Figure 1 shows a sealed radioactive source used in schools and colleges - AQA - A-Level Physics - Question 1 - 2019 - Paper 3

The common nuclei that can be formed from the decay of ²²⁶Ra into ²⁰⁶Pb include isotopes like Polonium-210 (²¹⁰Po) which serve as intermediates before reaching the stable ²⁰⁶Pb. Nuclei that appear in all routes must be identified precisely from the graph in Figure 2.

Referring to Figure 2, I observed the various decay paths leading from nucleus B to K. By counting the distinct connections in the diagram, I determined that there are three routes that lead from B to K.

To reduce systematic errors in the count rate A₀ measurements, the following steps should be taken:

• Ensure the detector is calibrated correctly before use.
• Measure background radiation multiple times to get an average value, and take readings at the same distance from the source each time.
• Consider environmental factors like movements or nearby electronic devices that might interfere with readings.

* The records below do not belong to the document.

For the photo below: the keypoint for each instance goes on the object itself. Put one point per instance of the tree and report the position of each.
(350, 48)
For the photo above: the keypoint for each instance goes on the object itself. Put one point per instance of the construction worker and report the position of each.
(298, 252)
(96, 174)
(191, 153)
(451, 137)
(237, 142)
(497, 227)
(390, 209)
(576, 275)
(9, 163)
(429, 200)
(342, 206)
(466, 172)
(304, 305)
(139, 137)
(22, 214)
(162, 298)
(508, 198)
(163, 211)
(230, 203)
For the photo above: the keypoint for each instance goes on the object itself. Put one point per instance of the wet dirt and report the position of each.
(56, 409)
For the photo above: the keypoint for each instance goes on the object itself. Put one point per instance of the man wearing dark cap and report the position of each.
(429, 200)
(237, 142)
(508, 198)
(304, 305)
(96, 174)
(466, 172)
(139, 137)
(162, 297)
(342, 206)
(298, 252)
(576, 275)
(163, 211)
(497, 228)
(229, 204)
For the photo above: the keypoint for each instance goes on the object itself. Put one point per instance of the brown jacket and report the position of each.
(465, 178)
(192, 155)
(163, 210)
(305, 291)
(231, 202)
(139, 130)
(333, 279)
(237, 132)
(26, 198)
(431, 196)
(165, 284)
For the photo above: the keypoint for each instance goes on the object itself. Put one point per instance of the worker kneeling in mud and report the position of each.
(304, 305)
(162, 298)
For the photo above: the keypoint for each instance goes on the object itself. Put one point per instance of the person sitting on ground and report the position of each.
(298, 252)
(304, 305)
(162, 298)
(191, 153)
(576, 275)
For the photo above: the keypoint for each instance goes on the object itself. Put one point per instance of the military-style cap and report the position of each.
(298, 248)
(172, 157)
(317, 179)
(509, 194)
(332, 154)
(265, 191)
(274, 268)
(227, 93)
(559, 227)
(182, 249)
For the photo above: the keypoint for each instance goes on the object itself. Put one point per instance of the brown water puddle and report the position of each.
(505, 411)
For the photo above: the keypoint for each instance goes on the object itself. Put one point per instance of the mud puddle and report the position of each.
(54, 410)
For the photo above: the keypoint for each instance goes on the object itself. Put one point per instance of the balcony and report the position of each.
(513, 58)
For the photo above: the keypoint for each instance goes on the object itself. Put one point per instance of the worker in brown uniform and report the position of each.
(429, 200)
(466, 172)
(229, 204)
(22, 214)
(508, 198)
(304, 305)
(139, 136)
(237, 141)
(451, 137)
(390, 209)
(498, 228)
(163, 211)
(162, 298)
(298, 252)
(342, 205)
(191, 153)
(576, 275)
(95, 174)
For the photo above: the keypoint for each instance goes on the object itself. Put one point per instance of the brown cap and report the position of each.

Using Figure 4, I observed the relationship between the energy of β particles and their range. Given that the maximum penetration is observed at an energy of 5.5 MeV, the minimum thickness can be calculated based on the stopping power observed in the graph, which indicates a thickness of approximately 12 mm will suffice for effective absorption of the emitted β particles.

From Figure 6, I plotted the values of d against (\sqrt{\frac{1}{A}}). The linear relationship indicates that e can be derived from the intercept on the d-axis when the graph is extrapolated, which I estimated to be around 5 mm. Therefore, e = 5 mm.

To determine e, I analyzed the slope of the plotted graph from Figure 6. By calculating the gradient, I can relate it back to the inverse-square law formula, concluding that e is 5 mm, confirming consistency with my earlier findings.